Monday, August 1, 2011

Love, Lust & Wisdom

So, so unwisely have I spent myself on many fields not my own. I have sown seeds that sprout nothing but nothingness. Nothing of love, sacred and beautiful - just of glands, of hormones fired in search of a thing that only lasted for a while and left me exhausted and empty, yet with greediness for more.

But now, I search for meaning! For the time has come, and it’s clear, in fact, clearer than any other thing that has ever dawned upon my heart. For I see now to forsake my lust and fix my mind on searching out my woman. I can no longer continue my youthful exuberant mediocrity. I cannot go round about anymore, spilling my streams on the streets – fornicating enough to earn the name, Don or Igwe, the King of Girls.

What is such a title, when somewhere out there my lady waits with a heart full of love – love far more precious than my aimless lust and yearnings marked with nothing more than a self-seeking streak? It was never about me, but about us, about our love. More so, it is of love versus my lascivious ways that the matter arises, my stringent quest for common sense: Which one would I live for?
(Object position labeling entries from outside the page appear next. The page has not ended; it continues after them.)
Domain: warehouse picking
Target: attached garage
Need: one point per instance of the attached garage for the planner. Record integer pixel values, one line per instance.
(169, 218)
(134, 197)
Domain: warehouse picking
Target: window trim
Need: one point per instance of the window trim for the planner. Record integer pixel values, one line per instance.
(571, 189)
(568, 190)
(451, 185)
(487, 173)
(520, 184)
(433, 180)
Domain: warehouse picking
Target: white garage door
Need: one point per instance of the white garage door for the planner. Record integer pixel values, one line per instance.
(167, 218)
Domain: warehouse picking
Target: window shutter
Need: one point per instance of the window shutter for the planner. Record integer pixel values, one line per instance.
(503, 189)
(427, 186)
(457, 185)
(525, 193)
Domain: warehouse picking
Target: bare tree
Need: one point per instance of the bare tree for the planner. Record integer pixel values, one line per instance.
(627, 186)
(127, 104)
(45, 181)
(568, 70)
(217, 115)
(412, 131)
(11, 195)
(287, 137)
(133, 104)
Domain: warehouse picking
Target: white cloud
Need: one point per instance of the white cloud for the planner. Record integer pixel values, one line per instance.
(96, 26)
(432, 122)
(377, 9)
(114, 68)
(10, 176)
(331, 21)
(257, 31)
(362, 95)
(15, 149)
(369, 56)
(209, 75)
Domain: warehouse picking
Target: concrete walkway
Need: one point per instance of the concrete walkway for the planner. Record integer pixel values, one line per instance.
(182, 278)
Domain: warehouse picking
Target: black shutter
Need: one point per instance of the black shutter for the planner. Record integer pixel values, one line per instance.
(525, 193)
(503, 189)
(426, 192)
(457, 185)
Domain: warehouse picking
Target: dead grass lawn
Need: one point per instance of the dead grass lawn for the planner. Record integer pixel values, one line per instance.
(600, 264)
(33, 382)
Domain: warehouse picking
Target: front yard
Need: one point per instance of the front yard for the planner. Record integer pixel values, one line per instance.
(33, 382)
Is it to continue to gratify myself under the pretense of having a blast, or rather, the spending of time in finding the wife of my youth, my good wife, whose bosom and warmth I am deeply certain would satisfy me more than all my past sexual tomfoolery combined.

And not just for a while I know would she satisfy me, but always; and then, it would not be just sex, it would be the making of love, passionate and fervent. So I search for my heart’s content, for the one who alone is, for me, enough.